早くも動員目標15万人達成にリーチ! 異例づくしの『クソ野郎と美しき世界』

異例づくしの『クソ野郎と美しき世界』

 先週末の動員ランキングで、『リメンバー・ミー』、『ボス・ベイビー』、『映画ドラえもん のび太の宝島』の「春の3強」(先週土曜日の時点で『のび太の宝島』は累計動員428万人を突破して、『ドラえもん』シリーズ最高動員記録を更新)に割って入ったのは、初登場3位の『ジュマンジ/ウェルカム・トゥ・ジャングル』。土日2日間の動員19万2000人、興興収2億7300万円という数字は、日本でも子供人気に火がついたことで観客層が若い『ボス・ベイビー』を興収では上回って週末2位の成績。日本の配給会社がソーシャル・メディアで仕掛けたハッシュタグ「#マジジュマンジ」も、この手の企画にしては珍しく「当たり企画」となっていて、22年前のオリジナル作同様、海外と比べて日本では今一つ浸透度の低い同作の認知拡散に成功している。

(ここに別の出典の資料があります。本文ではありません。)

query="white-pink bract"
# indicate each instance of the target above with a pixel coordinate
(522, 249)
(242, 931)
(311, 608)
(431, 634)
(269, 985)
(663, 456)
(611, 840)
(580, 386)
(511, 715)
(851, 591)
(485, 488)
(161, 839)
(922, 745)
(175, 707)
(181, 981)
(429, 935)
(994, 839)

 今週注目したいのは、8位に初登場した元SMAPの稲垣吾郎、草なぎ剛、香取慎吾が主演したオムニバス作品『クソ野郎と美しき世界』。4月6日金曜日から全国86スクリーンで2週間限定公開されている同作は、公開3日間で8万7528人、4月10日までの5日間で11万2504人を動員。女性客の入場料が割引となる水曜日(レディースデイ)の4月11日には、デイリーランキングでトップ3に食い込むほどの健闘を見せている。

 6日に行われた公開初日の舞台挨拶で「目標動員15万人」という数字が発表された『クソ野郎と美しき世界』。このペースだとかなり早い段階で目標動員を達成する見込みだが、そもそもこのように製作者サイドがここまで具体的かつ現実的な数字を掲げるのは異例のこと。公開館や公開期間が限定されていることも含め、興行的な観点からすると、とにかく『クソ野郎と美しき世界』は異例づくしの作品なのだ。

 実は『クソ野郎と美しき世界』は、事前にマスコミ向けの試写もおこなわなかった。そのような作品には、これまでいくつかのケースがある。

 一つ目は、作品が完成するのが公開前ギリギリで、公開までに試写を回す時間がないというケース。国内のアニメ作品などで稀にあって、予定されていた試写が直前で中止になるようなこともある。二つ目は、戦略的に試写を回さないというケース。制作・製作・共同配給がカラーになってからの『ヱヴァンゲリヲン新劇場版』シリーズがそれにあたり、同じ庵野秀明が総監督を務めた2016年の『シン・ゴジラ』も東宝配給作品としては異例なことにごく一部の関係者試写しかおこなわれなかった。三つ目は、世界同時公開の大作などで、海外の配給元から試写が禁じられているケース。ディズニーになってからの『スター・ウォーズ』シリーズがこれにあたる。四つ目は、作品の仕上がりに自信を持てず、公開前に悪評が広まるのを危惧して、製作サイドや配給サイドがあえて試写を回さないケース。近年も、実際に国内ホラー映画作品などにあった。五つ目は、ファンしか観ないような極端なファンムービーであることから、批評が興行に影響しないと判断されて、同じく製作サイドや配給サイドがあえて試写を回さないケース。最後に、単純に試写会をやる宣伝予算がないケース。